房思容兀自抖着肩膀。
清冷的月光笼罩着城市里的每一座房屋,给夜晚的世界加了一层柔和的滤镜。
好像有什么液体滋在了底裤上,像失禁把尿屙在裤子里,这促使梦中的傅宜堂很欣快。
一股似有似无的腥臭味潜伏在空气中。
睡到下半夜的时候,傅宜堂从床上爬起来换了件干爽的底裤。
他很排斥,也忍受不了这种潮乎乎、冷冰冰的感觉。
他拧开水龙头,水柱哗哗地往洗漱台砸。
他把弄脏的底裤泡在肥皂水里使劲揉搓,双手沾满了绵密的泡沫。
他蹑手蹑脚,刻意把动静弄的很小,但一向警醒的母亲还是循声而来。
母亲打了个哈欠,没精打采地说:“大半夜的洗什么内裤啊?明天我帮你洗不一样吗?多此一举。”
傅宜堂焦头烂额。
是很不一样的,这种不一样是成长使然。
傅宜堂焦头烂额。
成长总是在不经意间,长大以后,很多事物似乎都变得难以解释甚至难以启齿。
每个处在青春期的孩子身体都发生着急剧的变化,每个处在青春期的孩子都必须踏上一场前所未有的蜕变之旅,向微妙的成人世界靠拢。
以前是各项指标接近成人,现在已经达到成人水平了。
没有逃避的机会。
这不正是成长吗?小时候夜思日盼的成长。
假期的第四天,楼下很聒噪,已经干扰到房思容的程度。
起初,房思容还以为是爸爸或者妈妈的客人,直到妈妈在楼下喊:“容容快下来,你同学来了。
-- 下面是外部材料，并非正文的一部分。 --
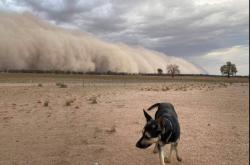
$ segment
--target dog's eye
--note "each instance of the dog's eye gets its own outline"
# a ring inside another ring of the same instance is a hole
[[[141,130],[141,133],[144,134],[144,132],[145,132],[145,129],[143,128],[143,129]]]

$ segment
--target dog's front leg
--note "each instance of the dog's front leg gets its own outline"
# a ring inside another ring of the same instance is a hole
[[[155,147],[154,147],[154,150],[153,150],[153,153],[156,154],[158,153],[159,150],[158,150],[158,142],[155,143]]]
[[[158,144],[158,151],[159,151],[159,157],[160,157],[161,165],[165,165],[165,162],[164,162],[164,150],[163,150],[163,146],[161,146],[160,144]]]

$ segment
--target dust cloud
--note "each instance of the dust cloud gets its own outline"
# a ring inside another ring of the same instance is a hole
[[[177,64],[181,73],[203,69],[177,57],[108,43],[97,37],[66,30],[28,13],[0,12],[0,70],[71,70],[82,72],[156,73]]]

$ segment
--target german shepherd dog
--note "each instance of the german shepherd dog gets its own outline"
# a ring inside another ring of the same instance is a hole
[[[171,161],[172,150],[175,151],[177,160],[182,161],[177,149],[180,139],[180,125],[174,106],[170,103],[156,103],[148,110],[154,108],[158,108],[155,119],[143,110],[147,123],[142,131],[142,137],[136,143],[136,147],[145,149],[155,144],[153,152],[159,153],[161,165]],[[166,144],[171,144],[171,149],[169,155],[164,157],[163,147]]]

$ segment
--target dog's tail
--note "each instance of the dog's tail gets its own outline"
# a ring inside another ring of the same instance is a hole
[[[151,105],[151,106],[148,108],[148,111],[150,111],[150,110],[152,110],[152,109],[154,109],[154,108],[156,108],[156,107],[159,107],[160,104],[161,104],[161,103],[156,103],[156,104],[154,104],[154,105]]]

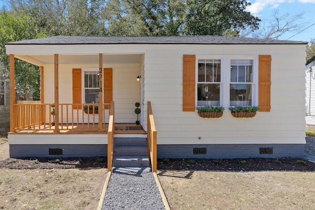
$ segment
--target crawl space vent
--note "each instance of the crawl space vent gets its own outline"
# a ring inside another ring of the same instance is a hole
[[[272,147],[259,147],[260,154],[272,154],[273,153]]]
[[[62,148],[49,148],[49,155],[50,156],[62,156]]]
[[[207,154],[207,148],[206,147],[202,147],[200,148],[198,148],[195,147],[193,149],[193,154]]]

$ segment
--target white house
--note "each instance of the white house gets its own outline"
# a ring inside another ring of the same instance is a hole
[[[306,61],[306,124],[315,126],[315,56]]]
[[[144,131],[134,135],[152,138],[151,102],[158,158],[303,157],[307,44],[216,36],[56,36],[6,43],[11,74],[14,58],[25,60],[40,68],[42,85],[41,104],[11,104],[10,155],[48,156],[50,148],[63,148],[64,157],[107,155],[113,101],[116,126],[134,123],[139,102]],[[84,113],[85,105],[99,113]],[[220,118],[201,118],[195,107],[206,105],[226,109]],[[233,105],[260,110],[235,118],[228,110]],[[51,125],[53,117],[59,126]],[[116,130],[115,137],[129,134]]]

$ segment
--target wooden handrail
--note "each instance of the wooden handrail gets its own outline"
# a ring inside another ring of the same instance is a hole
[[[14,113],[13,132],[21,130],[44,131],[54,130],[52,122],[56,116],[51,114],[51,110],[53,109],[51,104],[14,104],[13,112]],[[110,107],[110,104],[103,105],[102,118],[105,119],[106,107]],[[96,130],[98,122],[95,119],[95,114],[98,113],[98,110],[95,107],[99,106],[98,104],[55,104],[55,108],[58,106],[59,110],[59,129],[60,130],[68,130],[77,129],[81,130]],[[84,106],[91,106],[92,109],[88,109],[85,114]],[[81,107],[82,115],[73,110],[77,109],[74,108]],[[108,108],[107,108],[108,109]],[[56,113],[55,113],[56,114]],[[109,116],[107,112],[106,116]],[[85,119],[87,121],[85,122]],[[91,122],[90,122],[91,121]],[[98,129],[103,131],[105,121],[103,121],[102,125],[98,125]],[[79,124],[82,124],[82,127]]]
[[[114,102],[110,103],[109,121],[107,131],[107,171],[112,171],[114,154],[114,136],[115,134],[115,106]]]
[[[152,172],[157,172],[157,133],[154,123],[153,112],[151,107],[151,102],[148,102],[148,153],[150,156],[152,167]]]

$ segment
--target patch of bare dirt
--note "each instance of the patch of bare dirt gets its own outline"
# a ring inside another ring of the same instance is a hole
[[[315,171],[315,163],[304,158],[248,158],[235,159],[158,159],[159,170],[201,170],[221,171],[266,170]]]
[[[94,210],[107,174],[105,157],[10,158],[6,138],[0,161],[0,209]]]
[[[92,158],[6,158],[0,162],[0,168],[53,169],[107,168],[107,157]]]

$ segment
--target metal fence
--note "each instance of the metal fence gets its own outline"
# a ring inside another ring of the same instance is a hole
[[[10,107],[0,105],[0,135],[10,131]]]

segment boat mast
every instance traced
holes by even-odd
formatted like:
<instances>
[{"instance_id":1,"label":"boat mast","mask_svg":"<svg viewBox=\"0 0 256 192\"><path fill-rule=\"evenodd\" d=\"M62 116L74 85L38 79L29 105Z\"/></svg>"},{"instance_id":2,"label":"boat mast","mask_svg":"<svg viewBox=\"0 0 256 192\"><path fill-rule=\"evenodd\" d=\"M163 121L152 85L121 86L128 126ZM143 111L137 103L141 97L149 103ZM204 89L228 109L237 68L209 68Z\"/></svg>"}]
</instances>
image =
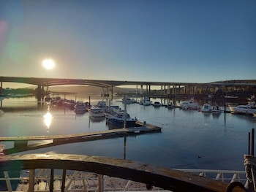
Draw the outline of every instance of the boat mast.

”才顿悟。
小铧?她不是去云南支教了吗?
白椴?她不是和男朋友旅游去了吗?
在房间里创作的房思容大惑不解,难道是傅宜堂?更不可能,她又没有向他透露自己的家庭住址!
光知道自己住在富春山居,还不是大海捞针!
不过喜欢搞突袭,倒有点像他的作风。
房思容做着排除法,她就这几位算得上朋友的朋友。
“和我们家容容一个班的吧?”
“阿姨,我在深圳大学。”
人家只是问你在哪所城市念大学,又没问你在哪所大学。
房思容憎恶这种让人窒息的优越感。
“啊,深圳大学!原来你不是醒大的啊!”
母亲张冠李戴,她该不会以为对方就是傅宜堂吧!
她替母亲感到尴尬。
范围又缩小了,是男生!
房思容扶着扶梯缓缓地走下楼,她的脖子有点发酸,扭动的时候能清晰的听到颈椎咔咔的声响。